When using 'BasicConsume' without setting BasicQos on channel, it seems it

is connecting to RabbitMQ everytime I call 'consumer.Queue.Dequeue()'.


Dequeue *never* triggers an interaction with the server. Messages are sent
by the server to the client (and buffered in the consumer.Queue) in the
background. Basic.Qos controls the flow of these messages. Without a
prefetch limit, the server sends messages to the client as soon as they
become available in the queue. With a prefetch limit of N, the server will
send at most N message and then send no more until it receives one or more
acks.

Btw, you do realise that the Dequeue() operation is client-side only,

right? i.e. it is simply manipulating a client side buffer which is

filled as and when the client receives a message from the server.


yes, I understood that. When I set the prefetch to 1000, at client side a

buffer is being maintained which will contain a maximum of 1000 messages.

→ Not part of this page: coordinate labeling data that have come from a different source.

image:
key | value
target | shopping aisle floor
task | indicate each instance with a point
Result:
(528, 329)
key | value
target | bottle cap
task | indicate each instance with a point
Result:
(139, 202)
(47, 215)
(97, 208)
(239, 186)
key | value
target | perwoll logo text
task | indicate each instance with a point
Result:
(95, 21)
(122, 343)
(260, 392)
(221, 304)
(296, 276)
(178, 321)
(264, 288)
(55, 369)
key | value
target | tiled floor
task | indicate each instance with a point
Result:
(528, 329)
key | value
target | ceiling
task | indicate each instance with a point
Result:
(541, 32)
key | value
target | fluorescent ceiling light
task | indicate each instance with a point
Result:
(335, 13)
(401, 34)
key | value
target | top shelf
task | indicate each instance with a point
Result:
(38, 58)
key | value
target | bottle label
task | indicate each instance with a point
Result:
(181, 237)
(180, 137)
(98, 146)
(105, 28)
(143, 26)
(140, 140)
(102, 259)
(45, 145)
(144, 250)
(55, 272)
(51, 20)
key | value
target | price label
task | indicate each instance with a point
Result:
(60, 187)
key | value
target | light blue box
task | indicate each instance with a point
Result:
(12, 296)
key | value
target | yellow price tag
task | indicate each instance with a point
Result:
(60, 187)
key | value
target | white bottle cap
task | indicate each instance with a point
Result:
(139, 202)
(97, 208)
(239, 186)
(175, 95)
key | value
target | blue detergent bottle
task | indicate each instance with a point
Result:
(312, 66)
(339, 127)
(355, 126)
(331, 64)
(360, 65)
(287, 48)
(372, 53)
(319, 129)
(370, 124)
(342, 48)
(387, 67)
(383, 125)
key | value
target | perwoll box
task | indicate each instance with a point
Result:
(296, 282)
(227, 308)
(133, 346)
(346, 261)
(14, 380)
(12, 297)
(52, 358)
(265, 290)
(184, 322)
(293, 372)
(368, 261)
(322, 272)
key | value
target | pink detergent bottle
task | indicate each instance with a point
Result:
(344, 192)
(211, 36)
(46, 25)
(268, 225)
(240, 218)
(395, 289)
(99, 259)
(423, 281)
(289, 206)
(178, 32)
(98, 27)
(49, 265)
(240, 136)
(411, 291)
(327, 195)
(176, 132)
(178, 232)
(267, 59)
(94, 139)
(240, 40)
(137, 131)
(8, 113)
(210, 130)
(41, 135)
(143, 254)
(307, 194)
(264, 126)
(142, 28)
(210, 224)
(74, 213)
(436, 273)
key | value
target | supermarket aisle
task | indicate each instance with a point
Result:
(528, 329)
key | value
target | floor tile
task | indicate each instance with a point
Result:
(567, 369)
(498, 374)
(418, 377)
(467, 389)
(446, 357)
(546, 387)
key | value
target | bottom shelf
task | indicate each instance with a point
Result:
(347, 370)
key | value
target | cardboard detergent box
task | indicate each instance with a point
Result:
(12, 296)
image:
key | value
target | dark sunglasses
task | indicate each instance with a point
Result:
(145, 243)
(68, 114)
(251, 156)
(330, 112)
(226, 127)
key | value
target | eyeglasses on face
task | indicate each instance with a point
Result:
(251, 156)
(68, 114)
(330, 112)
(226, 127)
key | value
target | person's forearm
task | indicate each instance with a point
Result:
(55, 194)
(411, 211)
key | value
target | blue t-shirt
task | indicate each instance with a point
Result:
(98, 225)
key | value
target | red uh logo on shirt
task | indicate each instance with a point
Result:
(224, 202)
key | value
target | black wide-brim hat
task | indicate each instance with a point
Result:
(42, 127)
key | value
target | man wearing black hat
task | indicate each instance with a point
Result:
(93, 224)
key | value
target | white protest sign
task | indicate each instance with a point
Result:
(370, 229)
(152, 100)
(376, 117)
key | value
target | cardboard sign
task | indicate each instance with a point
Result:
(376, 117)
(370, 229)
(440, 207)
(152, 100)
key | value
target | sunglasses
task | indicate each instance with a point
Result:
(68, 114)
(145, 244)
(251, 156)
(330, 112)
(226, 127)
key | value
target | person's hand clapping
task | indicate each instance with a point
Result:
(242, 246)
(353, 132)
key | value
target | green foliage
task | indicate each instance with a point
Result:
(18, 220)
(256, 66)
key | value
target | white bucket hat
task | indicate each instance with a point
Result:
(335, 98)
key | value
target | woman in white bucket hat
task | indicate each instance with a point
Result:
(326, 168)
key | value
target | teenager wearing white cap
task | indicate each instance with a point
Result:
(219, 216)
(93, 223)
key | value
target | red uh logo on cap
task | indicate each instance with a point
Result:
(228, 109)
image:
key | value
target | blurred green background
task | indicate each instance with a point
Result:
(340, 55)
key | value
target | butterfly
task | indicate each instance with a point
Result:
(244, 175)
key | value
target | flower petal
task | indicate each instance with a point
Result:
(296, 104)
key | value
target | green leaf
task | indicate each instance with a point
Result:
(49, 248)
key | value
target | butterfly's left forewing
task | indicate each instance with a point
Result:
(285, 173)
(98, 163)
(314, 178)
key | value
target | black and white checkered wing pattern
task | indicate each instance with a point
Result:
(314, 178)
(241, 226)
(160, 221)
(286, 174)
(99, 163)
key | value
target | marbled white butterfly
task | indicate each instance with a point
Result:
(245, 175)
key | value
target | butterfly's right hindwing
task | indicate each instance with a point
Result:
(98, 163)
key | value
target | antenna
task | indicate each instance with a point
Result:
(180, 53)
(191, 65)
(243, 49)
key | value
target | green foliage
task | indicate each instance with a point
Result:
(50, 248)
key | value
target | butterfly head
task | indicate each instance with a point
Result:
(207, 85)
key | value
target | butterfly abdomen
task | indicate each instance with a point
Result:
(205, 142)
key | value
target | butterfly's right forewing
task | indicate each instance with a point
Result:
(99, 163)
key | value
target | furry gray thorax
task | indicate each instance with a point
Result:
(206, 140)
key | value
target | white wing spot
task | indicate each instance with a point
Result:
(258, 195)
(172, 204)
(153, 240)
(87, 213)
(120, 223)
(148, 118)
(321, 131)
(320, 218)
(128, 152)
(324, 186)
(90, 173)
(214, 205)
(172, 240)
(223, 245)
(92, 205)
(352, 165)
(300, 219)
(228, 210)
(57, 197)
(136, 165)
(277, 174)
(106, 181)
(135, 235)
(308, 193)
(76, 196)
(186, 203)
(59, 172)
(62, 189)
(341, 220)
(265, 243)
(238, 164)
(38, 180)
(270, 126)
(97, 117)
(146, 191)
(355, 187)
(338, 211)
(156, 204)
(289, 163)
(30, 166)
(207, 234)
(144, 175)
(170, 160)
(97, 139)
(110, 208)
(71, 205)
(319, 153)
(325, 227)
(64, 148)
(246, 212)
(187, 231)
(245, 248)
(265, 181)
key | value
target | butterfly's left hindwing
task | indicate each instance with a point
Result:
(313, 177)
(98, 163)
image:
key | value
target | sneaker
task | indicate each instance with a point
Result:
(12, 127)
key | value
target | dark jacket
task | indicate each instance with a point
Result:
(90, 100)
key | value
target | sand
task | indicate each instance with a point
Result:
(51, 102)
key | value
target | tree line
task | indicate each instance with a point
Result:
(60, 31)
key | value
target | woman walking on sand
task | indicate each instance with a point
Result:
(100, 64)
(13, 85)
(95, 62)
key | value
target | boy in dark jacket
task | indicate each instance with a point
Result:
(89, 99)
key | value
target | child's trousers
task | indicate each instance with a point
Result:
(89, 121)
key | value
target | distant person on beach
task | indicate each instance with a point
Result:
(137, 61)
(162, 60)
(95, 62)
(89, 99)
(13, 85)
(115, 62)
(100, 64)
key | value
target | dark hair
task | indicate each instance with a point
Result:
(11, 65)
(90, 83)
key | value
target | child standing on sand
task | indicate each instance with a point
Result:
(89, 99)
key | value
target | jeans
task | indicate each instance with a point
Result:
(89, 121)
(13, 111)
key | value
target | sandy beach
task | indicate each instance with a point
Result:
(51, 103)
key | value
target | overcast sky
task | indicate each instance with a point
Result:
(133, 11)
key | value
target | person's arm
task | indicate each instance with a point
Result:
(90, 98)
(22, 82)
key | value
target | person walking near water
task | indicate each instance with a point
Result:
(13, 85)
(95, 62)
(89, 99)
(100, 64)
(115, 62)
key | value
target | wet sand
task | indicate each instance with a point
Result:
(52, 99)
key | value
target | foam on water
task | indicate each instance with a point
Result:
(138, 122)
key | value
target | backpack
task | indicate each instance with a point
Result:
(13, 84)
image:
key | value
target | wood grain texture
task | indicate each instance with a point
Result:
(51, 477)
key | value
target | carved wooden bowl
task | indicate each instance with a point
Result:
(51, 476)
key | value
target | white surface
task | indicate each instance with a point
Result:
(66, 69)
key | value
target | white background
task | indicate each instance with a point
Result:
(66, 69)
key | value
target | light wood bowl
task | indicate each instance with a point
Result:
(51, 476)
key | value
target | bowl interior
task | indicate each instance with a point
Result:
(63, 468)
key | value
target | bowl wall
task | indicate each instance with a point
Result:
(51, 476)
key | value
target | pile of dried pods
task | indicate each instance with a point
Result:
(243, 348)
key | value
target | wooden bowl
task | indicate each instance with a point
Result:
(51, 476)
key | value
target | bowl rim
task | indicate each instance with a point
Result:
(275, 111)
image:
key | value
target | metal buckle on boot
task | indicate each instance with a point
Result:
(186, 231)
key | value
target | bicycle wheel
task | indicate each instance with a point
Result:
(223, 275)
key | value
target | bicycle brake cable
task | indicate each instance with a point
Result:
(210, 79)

When I call dequeue, it is giving me the message from this buffer.


The buffer is there regardless of Basic.Qos. But without Basic.Qos it can
grow unbounded if the client app isn't draining it fast enough. With
Basic.Qos the size is bounded to the prefetch size.

And if there are less than 1000 messages in buffer, it refills the buffer

if there are any messages in the queue bound to it.


The refilling is triggered by the client ack'ing messages.


Matthias.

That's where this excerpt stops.